The government was expected to make a decision in October and enforce it at the beginning of the year but it maintains the poor state of capital markets has forced the decision forward.
It does not expect the same level of returns during the 1990s either in the short of medium term and says a prolonged bear market has led to the depletion of reserves.
Cutting the rate one point is not a decision set in stone. Switzerland’s Federal Commission will monitor the minimum interest rate regularly and the government says this will allow it to raise or lower the level accordingly.
Insurance groups have welcomed the decision which comes a month after Credit Suisse was forced to inject SFr1.7bn into its Winterthur Life Insurance group to alleviate the effect of falling stock markets.
Following the announcement, shares in Swiss Life rose 15% while those of rival insurer Baloise rose 5%.
A cut has been on the cards for some time but workers maintain the insurance industry’s lobby muscle has won out over concern about the level of guaranteed pensions.
Pension funds, typically with greater reserves have long maintained they can afford the guarantee by using excess returns set aside from more bountiful years.
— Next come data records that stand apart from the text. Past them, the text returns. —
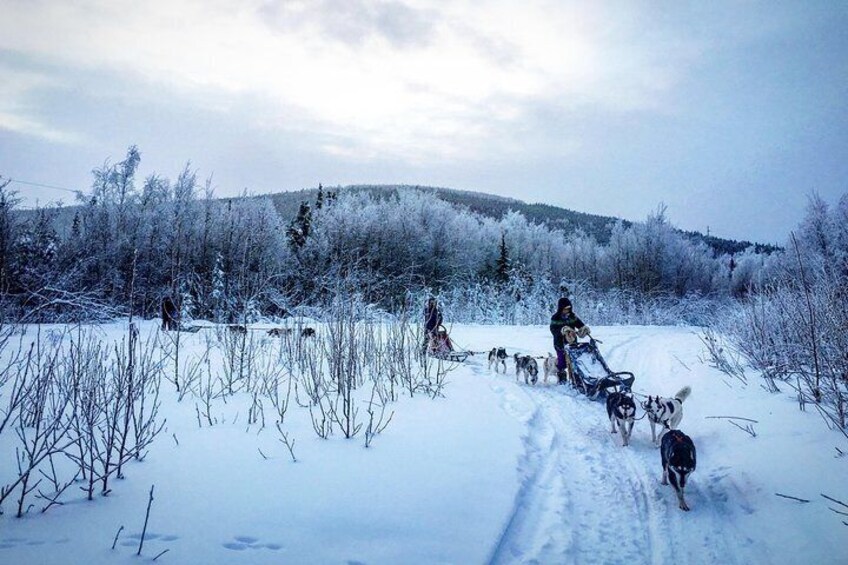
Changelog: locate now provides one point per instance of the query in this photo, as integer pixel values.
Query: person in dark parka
(170, 314)
(564, 317)
(432, 320)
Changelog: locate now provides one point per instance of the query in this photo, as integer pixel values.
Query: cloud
(418, 80)
(18, 111)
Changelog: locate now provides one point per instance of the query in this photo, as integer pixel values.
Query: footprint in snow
(242, 543)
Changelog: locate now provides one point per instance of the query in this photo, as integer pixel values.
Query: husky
(678, 460)
(665, 412)
(550, 367)
(497, 357)
(621, 410)
(526, 365)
Insurers have meanwhile claimed the guarantee was excessive and have lobbied the government heavily.
SGB, the confederation of Swiss trade unions, has reacted angrily to the decision which it calls "scandalous". It maintains the Federal Council is behaving like the executive arm of the insurance industry and that the move means pensioners will lose a quarter of the yield on their pensions.
Colette Nova, general secretary of the SGB, says the decision ignores the Department of Social Security's ongoing investigation of the situation.
“This rash decision in favour of the insurers raises the suspicion the insurance lobby did not want to wait for the results of the department’s work because it was afraid their results," she says.
Nova says the Federal Council has ignored the fact that the insurers have SFr20bn of reserves, gained during the good years of the stock market, and can easily afford to pay the 4%.